In this Web 2.0 world, where people have the ability to instantly communicate 24 hours a day, 7 days a week, whether you are new to this world or a long time user, you should be diligent in protecting yourself, your family and your friends. Most people have stored a large portion of their details on social media pages, be it messages, personal photos and/or your friend’s contacts. While the message of “Think Before You Post” is relevant for all age groups, it is particularly important for those who frequently use social media services like Facebook, Twitter, Pinterest and etc. It’s time to think about your behavior online to protect your information and to keep your online experience both enjoyable and safe.
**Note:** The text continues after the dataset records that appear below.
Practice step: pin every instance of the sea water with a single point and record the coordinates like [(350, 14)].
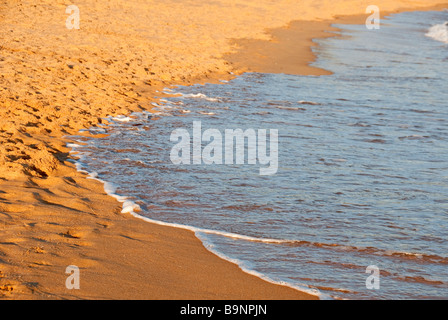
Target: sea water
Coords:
[(362, 175)]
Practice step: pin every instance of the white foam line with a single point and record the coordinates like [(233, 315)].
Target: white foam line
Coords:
[(131, 208)]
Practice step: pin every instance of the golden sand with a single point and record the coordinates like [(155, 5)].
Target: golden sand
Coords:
[(55, 81)]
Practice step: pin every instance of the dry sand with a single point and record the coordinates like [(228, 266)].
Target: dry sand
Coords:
[(55, 81)]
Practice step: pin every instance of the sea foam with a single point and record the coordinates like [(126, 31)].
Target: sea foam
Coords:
[(439, 32)]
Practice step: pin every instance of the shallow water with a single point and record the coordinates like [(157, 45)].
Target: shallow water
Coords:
[(363, 169)]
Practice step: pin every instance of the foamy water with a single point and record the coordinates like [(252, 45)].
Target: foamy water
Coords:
[(363, 169), (439, 32)]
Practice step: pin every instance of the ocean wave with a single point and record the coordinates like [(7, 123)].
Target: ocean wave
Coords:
[(439, 32)]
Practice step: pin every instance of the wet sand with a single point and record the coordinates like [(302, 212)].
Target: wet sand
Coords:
[(55, 81)]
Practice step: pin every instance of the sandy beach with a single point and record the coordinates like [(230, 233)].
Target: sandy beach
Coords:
[(55, 81)]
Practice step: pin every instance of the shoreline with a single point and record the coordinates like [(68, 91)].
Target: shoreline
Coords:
[(53, 217)]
In all social networking sites security settings exist for a reason. We should learn to use the privacy and security settings on social networks to protect our private information. By using these private and security setting we can restrict the users from accessing what you post on Facebook or Twitter.

 

  • Once posted, always posted: Protect your reputation on social media sites. Whatever you post online stays online until you decide to delete it. Think twice before posting pictures. Recent research (http://www.microsoft.com/privacy/dpd/research.aspx) found that 70% of job recruiters rejected candidates based on information they found online.
  • Your online reputation can be a good thing: So show your smarts, thoughtfulness, and mastery of a particular subject that your interested in.
  • Keep personal info personal: Be cautious about on how much personal information you provide on social networking sites. The more information you post, the easier it may be for a hacker or someone else to use that information to steal your identity, access your data, or commit other crimes such as stalking.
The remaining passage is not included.